Le Winner!
Recherche menée par Robert Gil
Qui n’a jamais entendu dire à propos d’un dirigeant d’entreprise : « il s’est fait tout seul, personne ne l’a aidé ». Quel est ce concept ? curieux ? Toutes les entreprises sont aidées d’une manière ou d’une autre, directement par les exonérations de cotisations, les diverses subventions, les crédits d’impôts, les allègements fiscaux, ou indirectement par les conditions favorables que la collectivité crée pour son développement : la formation de ses salariés, les infrastructures ainsi que les services publics et le tissu économique et social mis en place depuis des générations. Une entreprise n’est pas un ovni qui vivrait dans un monde parallèle. Une entreprise vit en interaction étroite avec son environnement économique, social et politique. Beaucoup d’entreprises parmi les plus importantes se sont même créées grâce à l’Etat en fabriquant du matériel militaire ou des infrastructures financées par les contribuables. D’autres se sont contentées de profiter des privatisations pour s’approprier les entreprises publiques qui appartenaient à tous. Non seulement ces privatisations n’ont rien créé, mais elles ont même détruit des emplois pour augmenter les dividendes des actionnaires. Ces entreprises qui ont été financées par l’ensemble des Français appartiennent maintenant à quelques privilégiés proches du pouvoir, qui engrangent les bénéfices. L’exemple le plus frappant est Vinci, et les autoroutes.

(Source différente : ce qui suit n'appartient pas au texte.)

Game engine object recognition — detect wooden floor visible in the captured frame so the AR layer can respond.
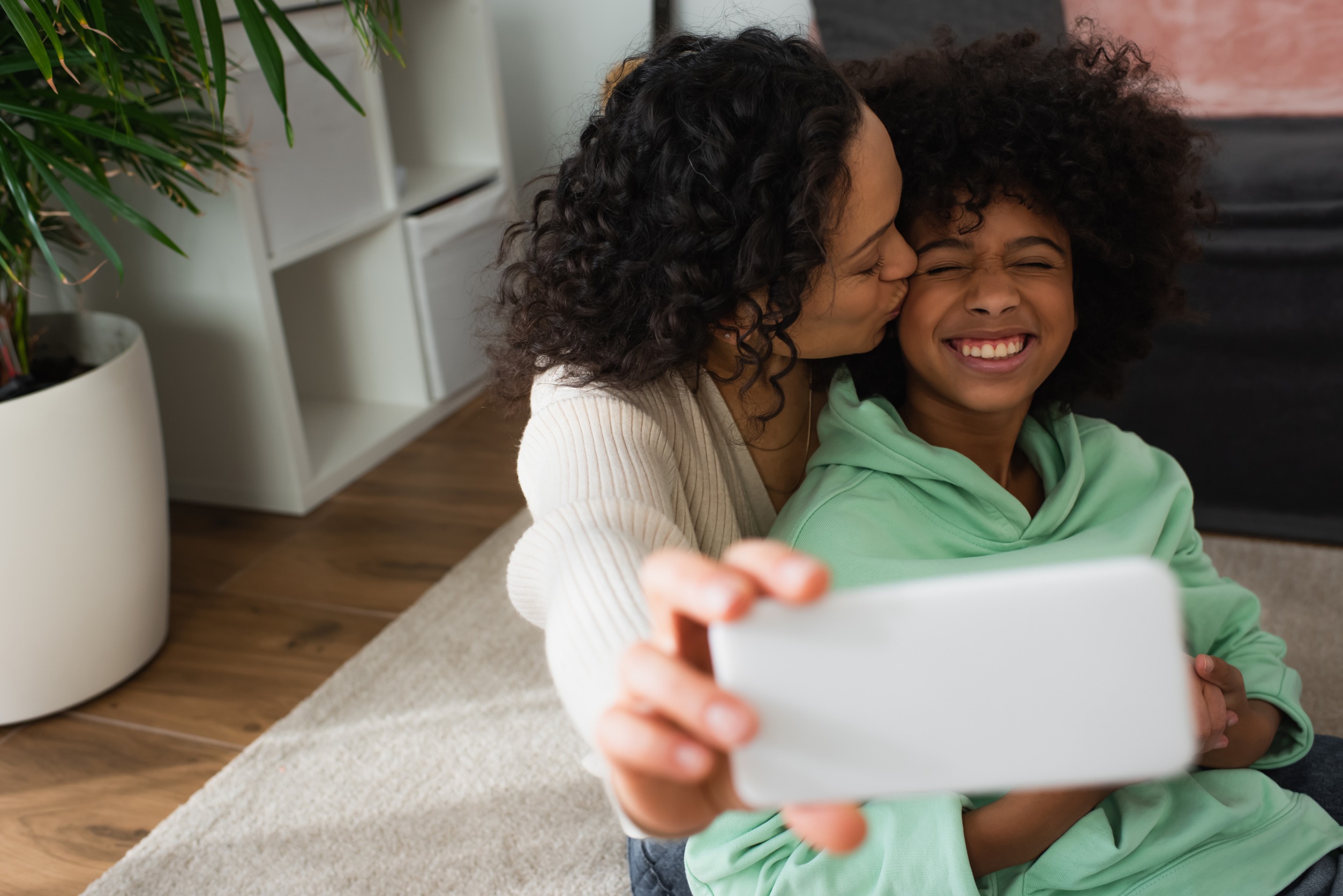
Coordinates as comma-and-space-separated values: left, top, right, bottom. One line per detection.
0, 403, 522, 896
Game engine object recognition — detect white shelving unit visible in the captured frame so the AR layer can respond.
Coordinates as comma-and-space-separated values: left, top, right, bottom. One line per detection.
86, 0, 514, 515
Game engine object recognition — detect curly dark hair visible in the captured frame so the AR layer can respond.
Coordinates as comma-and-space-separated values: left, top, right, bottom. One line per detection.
843, 20, 1214, 409
490, 28, 861, 419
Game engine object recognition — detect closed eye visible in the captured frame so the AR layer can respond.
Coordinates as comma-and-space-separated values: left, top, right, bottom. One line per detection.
858, 257, 887, 277
921, 265, 961, 274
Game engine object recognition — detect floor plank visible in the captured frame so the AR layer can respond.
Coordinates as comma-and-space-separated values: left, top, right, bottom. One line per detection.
227, 501, 521, 613
226, 403, 525, 613
72, 591, 389, 746
0, 402, 524, 896
170, 502, 304, 591
0, 716, 236, 896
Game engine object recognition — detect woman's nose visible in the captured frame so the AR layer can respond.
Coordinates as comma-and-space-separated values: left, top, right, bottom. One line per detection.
881, 227, 919, 281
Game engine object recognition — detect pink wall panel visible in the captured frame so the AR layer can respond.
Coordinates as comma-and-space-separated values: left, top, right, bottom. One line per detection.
1064, 0, 1343, 117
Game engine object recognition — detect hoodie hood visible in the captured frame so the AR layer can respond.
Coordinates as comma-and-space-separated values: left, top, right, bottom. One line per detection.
807, 371, 1085, 547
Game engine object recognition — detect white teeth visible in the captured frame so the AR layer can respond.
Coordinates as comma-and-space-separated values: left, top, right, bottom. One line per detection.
961, 338, 1026, 357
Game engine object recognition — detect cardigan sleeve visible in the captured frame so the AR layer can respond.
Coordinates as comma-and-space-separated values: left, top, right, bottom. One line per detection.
508, 387, 699, 744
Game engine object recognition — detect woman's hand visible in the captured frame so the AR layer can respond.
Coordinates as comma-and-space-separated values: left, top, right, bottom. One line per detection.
1192, 653, 1281, 769
596, 539, 866, 852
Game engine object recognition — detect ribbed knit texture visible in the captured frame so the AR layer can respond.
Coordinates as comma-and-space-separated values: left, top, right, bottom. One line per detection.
508, 370, 775, 743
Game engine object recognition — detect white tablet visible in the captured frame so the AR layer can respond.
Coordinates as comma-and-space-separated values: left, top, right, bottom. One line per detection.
709, 558, 1197, 806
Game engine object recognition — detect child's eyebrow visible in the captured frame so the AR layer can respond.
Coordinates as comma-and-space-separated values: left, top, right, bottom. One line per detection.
1003, 236, 1068, 255
914, 236, 974, 255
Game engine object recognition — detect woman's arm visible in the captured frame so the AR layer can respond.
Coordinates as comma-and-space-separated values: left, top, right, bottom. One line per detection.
509, 386, 864, 849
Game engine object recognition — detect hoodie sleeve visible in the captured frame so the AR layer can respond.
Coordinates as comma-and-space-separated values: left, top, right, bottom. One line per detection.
1170, 515, 1315, 769
685, 794, 979, 896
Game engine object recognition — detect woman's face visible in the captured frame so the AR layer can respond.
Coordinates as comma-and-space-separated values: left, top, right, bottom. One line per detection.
781, 106, 916, 357
900, 198, 1077, 414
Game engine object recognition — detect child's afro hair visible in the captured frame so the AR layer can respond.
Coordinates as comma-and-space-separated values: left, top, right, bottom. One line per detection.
845, 21, 1213, 409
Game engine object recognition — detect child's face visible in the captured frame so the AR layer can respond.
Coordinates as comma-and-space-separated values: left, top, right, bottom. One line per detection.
900, 199, 1077, 414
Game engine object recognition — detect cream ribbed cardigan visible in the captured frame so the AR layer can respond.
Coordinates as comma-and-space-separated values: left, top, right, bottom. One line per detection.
508, 370, 775, 744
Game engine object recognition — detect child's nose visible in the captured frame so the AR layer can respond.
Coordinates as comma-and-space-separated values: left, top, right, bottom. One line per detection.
966, 266, 1021, 315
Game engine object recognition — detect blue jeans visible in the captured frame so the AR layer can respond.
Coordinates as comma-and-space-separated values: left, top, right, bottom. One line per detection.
626, 735, 1343, 896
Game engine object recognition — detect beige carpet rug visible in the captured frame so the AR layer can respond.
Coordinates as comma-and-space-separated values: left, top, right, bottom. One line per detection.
78, 512, 1343, 896
1203, 534, 1343, 736
86, 512, 630, 896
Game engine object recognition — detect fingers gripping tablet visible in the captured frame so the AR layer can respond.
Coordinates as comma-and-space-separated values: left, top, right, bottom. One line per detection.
709, 558, 1197, 806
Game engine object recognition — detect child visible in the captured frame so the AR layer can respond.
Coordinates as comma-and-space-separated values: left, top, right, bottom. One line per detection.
686, 28, 1343, 896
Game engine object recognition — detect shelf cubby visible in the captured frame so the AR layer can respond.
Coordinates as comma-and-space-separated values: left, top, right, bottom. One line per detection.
85, 0, 514, 515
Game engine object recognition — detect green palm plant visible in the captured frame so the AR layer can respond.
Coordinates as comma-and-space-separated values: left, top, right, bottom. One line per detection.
0, 0, 400, 380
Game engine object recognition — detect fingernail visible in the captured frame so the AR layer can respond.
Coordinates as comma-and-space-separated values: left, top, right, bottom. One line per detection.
674, 744, 712, 774
704, 701, 751, 746
705, 581, 737, 616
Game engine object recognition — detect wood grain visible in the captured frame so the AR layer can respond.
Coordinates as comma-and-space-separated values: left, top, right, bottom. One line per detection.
0, 402, 524, 896
170, 504, 304, 591
0, 717, 236, 896
226, 403, 524, 613
71, 592, 388, 746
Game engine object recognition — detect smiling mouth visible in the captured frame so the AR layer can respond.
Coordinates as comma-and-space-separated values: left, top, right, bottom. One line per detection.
946, 333, 1036, 362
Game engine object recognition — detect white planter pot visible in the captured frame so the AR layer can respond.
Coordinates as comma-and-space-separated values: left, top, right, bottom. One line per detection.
0, 313, 168, 724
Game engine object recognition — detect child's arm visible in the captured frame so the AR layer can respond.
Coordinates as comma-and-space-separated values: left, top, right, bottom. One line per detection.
962, 787, 1115, 877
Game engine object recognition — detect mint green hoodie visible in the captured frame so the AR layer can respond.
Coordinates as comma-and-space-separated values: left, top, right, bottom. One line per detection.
685, 375, 1343, 896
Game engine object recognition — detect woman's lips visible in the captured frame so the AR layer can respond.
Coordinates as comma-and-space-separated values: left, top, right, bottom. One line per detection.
943, 333, 1038, 373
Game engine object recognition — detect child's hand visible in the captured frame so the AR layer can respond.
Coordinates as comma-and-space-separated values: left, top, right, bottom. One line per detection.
1190, 653, 1245, 764
1191, 653, 1281, 769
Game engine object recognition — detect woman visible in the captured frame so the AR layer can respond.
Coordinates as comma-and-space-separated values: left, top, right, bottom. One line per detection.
493, 29, 914, 883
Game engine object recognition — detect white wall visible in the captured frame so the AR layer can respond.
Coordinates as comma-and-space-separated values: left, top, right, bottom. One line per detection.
493, 0, 652, 184
672, 0, 815, 34
493, 0, 813, 184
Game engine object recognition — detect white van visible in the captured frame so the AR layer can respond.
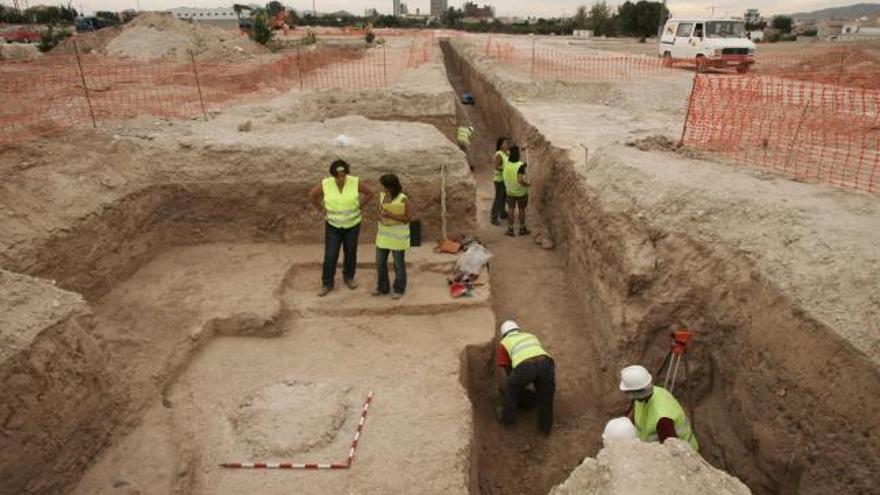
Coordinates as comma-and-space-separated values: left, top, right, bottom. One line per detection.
659, 18, 755, 73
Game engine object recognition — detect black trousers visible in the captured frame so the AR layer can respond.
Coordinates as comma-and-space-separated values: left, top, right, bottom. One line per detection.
491, 182, 507, 220
321, 222, 361, 289
501, 358, 556, 433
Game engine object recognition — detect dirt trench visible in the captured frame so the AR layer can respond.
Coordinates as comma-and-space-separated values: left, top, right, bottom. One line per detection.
441, 41, 880, 494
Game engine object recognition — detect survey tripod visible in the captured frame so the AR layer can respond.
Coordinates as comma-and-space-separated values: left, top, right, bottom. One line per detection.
654, 328, 693, 394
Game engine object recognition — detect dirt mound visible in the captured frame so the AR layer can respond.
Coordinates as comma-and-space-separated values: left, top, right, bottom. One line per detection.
0, 43, 41, 60
54, 13, 269, 61
550, 440, 751, 495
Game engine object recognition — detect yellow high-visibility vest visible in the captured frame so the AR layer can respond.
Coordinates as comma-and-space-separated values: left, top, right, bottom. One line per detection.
633, 387, 700, 451
503, 160, 529, 198
492, 150, 507, 182
376, 192, 409, 251
458, 127, 474, 144
321, 175, 361, 229
501, 330, 550, 368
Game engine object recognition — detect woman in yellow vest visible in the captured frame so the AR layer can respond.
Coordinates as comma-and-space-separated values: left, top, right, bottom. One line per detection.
373, 174, 412, 299
620, 365, 700, 451
502, 146, 529, 237
491, 137, 510, 225
309, 160, 374, 297
495, 320, 556, 434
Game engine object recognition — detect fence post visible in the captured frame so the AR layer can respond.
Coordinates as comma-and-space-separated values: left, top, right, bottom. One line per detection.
783, 100, 811, 176
678, 71, 700, 146
73, 41, 98, 129
296, 41, 303, 93
382, 43, 388, 87
189, 50, 208, 122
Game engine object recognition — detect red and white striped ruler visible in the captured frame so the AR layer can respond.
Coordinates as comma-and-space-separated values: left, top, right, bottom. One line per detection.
220, 390, 373, 469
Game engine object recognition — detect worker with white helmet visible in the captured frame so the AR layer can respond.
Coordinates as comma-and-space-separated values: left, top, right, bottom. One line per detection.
620, 365, 700, 450
495, 320, 556, 433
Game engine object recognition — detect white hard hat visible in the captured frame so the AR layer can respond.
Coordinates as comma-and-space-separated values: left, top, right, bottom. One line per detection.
501, 320, 519, 337
620, 364, 653, 392
602, 417, 638, 444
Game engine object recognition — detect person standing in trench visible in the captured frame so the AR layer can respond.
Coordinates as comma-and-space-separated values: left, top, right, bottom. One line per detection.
309, 160, 375, 297
373, 174, 412, 299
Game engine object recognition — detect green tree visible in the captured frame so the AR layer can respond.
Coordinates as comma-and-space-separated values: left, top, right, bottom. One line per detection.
266, 0, 284, 17
588, 0, 614, 36
617, 0, 669, 40
771, 15, 794, 34
250, 9, 275, 45
571, 5, 589, 29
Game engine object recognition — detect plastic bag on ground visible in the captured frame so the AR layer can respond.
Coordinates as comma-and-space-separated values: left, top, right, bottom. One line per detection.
455, 243, 492, 275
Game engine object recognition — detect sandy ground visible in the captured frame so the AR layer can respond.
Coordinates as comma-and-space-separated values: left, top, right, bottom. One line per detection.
74, 244, 494, 494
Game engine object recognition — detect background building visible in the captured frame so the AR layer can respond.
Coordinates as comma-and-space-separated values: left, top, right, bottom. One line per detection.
168, 7, 238, 29
431, 0, 449, 17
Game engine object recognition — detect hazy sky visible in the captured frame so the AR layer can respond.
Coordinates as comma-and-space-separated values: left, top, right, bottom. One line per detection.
0, 0, 872, 16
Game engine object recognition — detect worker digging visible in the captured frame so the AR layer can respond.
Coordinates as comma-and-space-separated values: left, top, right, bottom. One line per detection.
620, 365, 700, 451
502, 146, 530, 237
495, 320, 556, 434
489, 136, 510, 225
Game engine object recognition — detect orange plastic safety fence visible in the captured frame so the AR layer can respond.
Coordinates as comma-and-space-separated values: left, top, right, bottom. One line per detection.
683, 75, 880, 193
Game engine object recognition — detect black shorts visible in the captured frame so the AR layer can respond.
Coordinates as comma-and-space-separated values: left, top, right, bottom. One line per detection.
507, 194, 529, 209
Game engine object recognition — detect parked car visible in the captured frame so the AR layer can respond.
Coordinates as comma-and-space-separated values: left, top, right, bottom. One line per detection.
659, 18, 755, 73
3, 29, 40, 43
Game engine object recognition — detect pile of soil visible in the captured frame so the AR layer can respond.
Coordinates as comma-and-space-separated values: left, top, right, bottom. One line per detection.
0, 43, 42, 60
53, 13, 269, 61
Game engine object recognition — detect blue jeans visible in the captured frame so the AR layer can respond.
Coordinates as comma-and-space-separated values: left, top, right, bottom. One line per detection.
491, 182, 507, 220
376, 247, 406, 294
321, 222, 361, 289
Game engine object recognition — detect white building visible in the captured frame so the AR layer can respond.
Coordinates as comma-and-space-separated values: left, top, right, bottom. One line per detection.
168, 7, 238, 29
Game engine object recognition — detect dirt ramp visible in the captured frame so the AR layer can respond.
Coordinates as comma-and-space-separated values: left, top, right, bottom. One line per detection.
0, 270, 121, 494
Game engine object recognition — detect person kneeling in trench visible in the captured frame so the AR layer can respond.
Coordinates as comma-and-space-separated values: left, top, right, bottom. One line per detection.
495, 320, 556, 434
309, 160, 373, 297
620, 365, 700, 451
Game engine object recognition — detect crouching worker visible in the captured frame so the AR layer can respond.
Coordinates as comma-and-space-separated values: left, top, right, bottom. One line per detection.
495, 320, 556, 434
620, 365, 700, 451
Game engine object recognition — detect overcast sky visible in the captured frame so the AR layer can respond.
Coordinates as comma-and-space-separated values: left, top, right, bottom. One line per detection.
0, 0, 872, 17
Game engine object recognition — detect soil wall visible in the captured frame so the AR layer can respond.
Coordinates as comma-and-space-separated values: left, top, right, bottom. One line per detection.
442, 40, 880, 494
0, 117, 475, 299
0, 270, 124, 494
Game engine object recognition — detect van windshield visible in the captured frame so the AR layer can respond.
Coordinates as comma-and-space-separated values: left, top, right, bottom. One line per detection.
706, 21, 746, 38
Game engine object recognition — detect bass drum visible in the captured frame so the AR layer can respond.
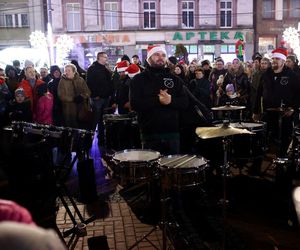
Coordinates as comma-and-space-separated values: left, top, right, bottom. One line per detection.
103, 114, 141, 151
160, 155, 209, 190
113, 149, 160, 186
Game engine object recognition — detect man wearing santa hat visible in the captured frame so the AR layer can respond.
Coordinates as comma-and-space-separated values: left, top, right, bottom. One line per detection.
130, 46, 188, 155
113, 60, 129, 114
253, 47, 300, 157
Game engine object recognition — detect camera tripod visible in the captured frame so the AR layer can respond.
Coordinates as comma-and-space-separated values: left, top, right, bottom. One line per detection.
128, 178, 175, 250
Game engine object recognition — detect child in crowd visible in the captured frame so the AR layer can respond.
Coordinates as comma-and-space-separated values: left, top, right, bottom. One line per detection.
34, 83, 53, 125
7, 88, 32, 122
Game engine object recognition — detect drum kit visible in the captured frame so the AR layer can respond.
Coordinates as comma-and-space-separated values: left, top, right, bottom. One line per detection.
106, 105, 261, 249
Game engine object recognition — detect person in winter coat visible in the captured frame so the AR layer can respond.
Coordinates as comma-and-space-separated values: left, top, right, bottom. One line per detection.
57, 64, 91, 128
7, 88, 32, 123
130, 46, 188, 154
86, 52, 113, 145
18, 66, 44, 116
48, 65, 63, 126
34, 83, 53, 125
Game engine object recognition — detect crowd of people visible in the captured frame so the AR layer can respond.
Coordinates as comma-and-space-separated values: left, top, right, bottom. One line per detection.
0, 46, 300, 169
0, 46, 300, 249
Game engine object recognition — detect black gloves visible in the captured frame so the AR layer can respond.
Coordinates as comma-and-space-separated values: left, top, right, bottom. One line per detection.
74, 95, 84, 103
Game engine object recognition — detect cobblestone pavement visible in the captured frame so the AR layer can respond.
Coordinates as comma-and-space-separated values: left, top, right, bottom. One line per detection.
57, 201, 162, 250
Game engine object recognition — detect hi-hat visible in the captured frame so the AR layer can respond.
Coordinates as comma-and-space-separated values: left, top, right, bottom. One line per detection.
267, 107, 294, 112
196, 124, 255, 139
211, 105, 246, 111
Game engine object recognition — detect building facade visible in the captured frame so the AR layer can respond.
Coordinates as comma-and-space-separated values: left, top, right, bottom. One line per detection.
0, 0, 47, 49
254, 0, 300, 54
48, 0, 254, 68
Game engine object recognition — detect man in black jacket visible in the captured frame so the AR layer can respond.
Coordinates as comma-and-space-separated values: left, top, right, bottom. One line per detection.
130, 46, 188, 154
86, 52, 113, 145
253, 48, 300, 157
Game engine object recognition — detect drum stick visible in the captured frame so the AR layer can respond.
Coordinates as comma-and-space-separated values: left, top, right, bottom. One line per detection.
160, 155, 188, 167
174, 155, 197, 168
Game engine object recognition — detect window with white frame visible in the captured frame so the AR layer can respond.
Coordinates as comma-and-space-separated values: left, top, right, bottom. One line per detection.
0, 13, 29, 28
262, 0, 275, 18
182, 1, 195, 28
104, 2, 119, 30
283, 0, 300, 18
66, 3, 81, 31
144, 1, 156, 29
220, 0, 232, 28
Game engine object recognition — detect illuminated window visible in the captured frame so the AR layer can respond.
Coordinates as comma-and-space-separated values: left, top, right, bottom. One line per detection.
182, 1, 194, 28
104, 2, 119, 30
144, 1, 156, 29
0, 13, 29, 28
66, 3, 81, 31
220, 0, 232, 28
283, 0, 300, 18
262, 0, 275, 18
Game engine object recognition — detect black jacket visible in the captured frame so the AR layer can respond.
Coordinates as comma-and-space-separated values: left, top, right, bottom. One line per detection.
86, 61, 113, 98
130, 67, 188, 134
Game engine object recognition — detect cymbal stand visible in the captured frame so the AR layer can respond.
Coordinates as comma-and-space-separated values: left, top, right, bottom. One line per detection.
54, 130, 96, 249
221, 137, 231, 249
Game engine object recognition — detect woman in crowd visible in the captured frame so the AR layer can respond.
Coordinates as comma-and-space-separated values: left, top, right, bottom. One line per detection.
57, 63, 91, 128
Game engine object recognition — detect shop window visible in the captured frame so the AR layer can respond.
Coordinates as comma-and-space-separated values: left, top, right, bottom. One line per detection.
203, 45, 215, 53
220, 0, 232, 28
66, 3, 81, 31
283, 0, 300, 18
258, 37, 276, 54
0, 13, 29, 28
144, 1, 156, 29
221, 44, 235, 54
104, 2, 119, 30
262, 0, 275, 18
182, 1, 194, 28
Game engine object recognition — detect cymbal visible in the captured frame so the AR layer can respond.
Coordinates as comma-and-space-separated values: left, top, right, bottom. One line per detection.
196, 125, 255, 139
267, 107, 294, 112
211, 105, 246, 111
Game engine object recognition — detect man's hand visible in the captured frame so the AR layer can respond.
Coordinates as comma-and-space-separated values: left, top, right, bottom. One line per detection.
158, 89, 172, 105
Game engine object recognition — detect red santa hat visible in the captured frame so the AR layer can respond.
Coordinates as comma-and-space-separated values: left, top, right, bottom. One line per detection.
117, 60, 128, 72
147, 45, 167, 61
126, 63, 141, 78
272, 48, 287, 61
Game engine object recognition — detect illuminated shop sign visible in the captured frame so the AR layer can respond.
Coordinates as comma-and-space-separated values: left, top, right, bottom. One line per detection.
166, 30, 253, 43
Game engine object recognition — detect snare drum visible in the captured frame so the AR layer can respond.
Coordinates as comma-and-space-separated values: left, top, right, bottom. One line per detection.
160, 155, 209, 189
113, 149, 160, 185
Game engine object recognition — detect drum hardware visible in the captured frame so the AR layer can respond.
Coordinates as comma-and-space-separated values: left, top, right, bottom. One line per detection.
112, 149, 160, 205
211, 104, 246, 111
196, 120, 254, 139
12, 122, 96, 244
103, 112, 141, 151
128, 172, 173, 250
211, 103, 246, 121
196, 120, 254, 249
266, 103, 294, 151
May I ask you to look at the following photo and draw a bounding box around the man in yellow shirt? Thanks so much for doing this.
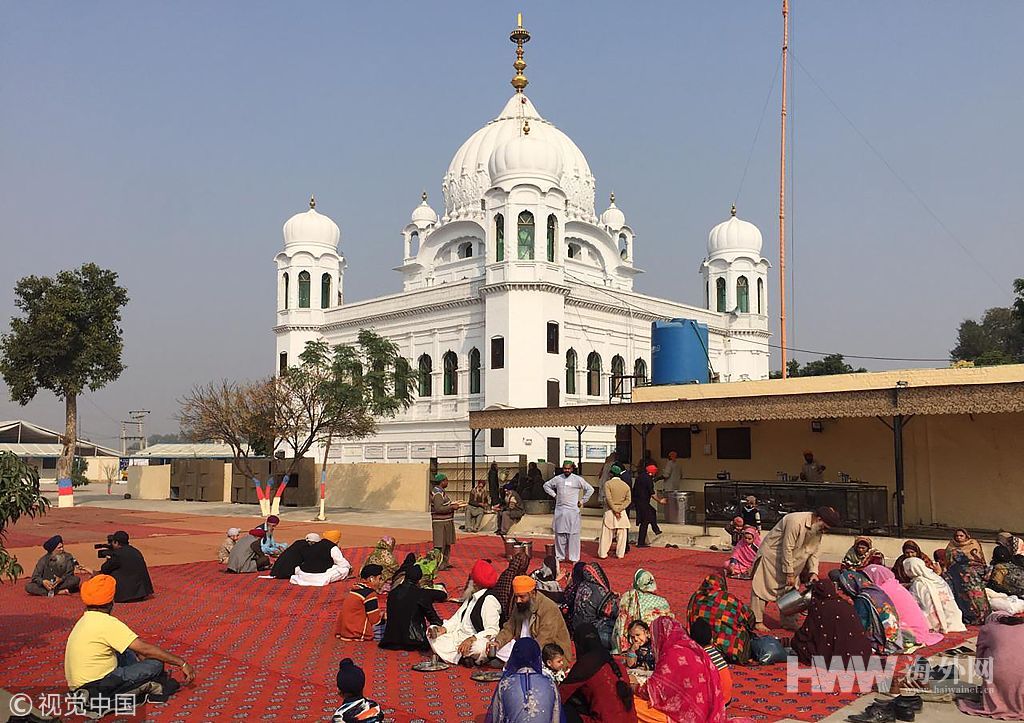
[65,575,196,697]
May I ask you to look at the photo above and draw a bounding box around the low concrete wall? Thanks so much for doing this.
[128,465,171,500]
[327,462,430,512]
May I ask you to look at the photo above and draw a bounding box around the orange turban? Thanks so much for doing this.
[512,575,537,595]
[81,575,118,607]
[469,560,498,590]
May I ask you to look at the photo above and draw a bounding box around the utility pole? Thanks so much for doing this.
[778,0,790,379]
[121,410,150,457]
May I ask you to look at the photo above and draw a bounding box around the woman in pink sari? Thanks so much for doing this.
[636,618,728,723]
[862,565,943,645]
[725,526,761,580]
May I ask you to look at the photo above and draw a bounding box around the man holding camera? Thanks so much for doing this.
[96,529,153,602]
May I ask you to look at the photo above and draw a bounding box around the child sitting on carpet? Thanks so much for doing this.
[331,657,384,723]
[541,643,567,684]
[690,618,732,706]
[623,620,654,671]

Il y a aussi le célèbre « quand on veut, on peut ». Encore un mythe outrageusement simplificateur : pour une personne compétente et déterminée qui réussit, combien de bonnes volontés galèrent, juste parce qu’elles n’auront pas eu autant de chance, malgré leurs qualités ? Et combien d’autres, au contraire, réussissent juste parce qu’elles ont eu la chance d’être au bon endroit au bon moment, ou de s’être lancées un peu par hasard dans une activité qui au final, pour des facteurs externes, s’est avérée très profitable ? Je pense que l’humilité devrait être de mise, car même si ces personnes ont réussi, qui a payé leurs études, formé leurs salariés, construit et entretenu les routes et toutes les infrastructures qu’elles utilisent pour leur activité ? Donc même le « quand on veut on peut », on ne se fait pas tout seul, mais grâce aussi au travail et à la bonne volonté de tous les intervenants de la société, passés et présents, car il est impossible de s´enrichir seul dans son coin sans le concours du reste de la société. Et lorsque ces winners qui se sont faits tout seuls ont des problèmes, ils n’assument plus rien et viennent pleurer pour avoir l’aide du groupe, c’est-à-dire la collectivité … qui bizarrement redevient ce qu’elle a toujours été : incontournable !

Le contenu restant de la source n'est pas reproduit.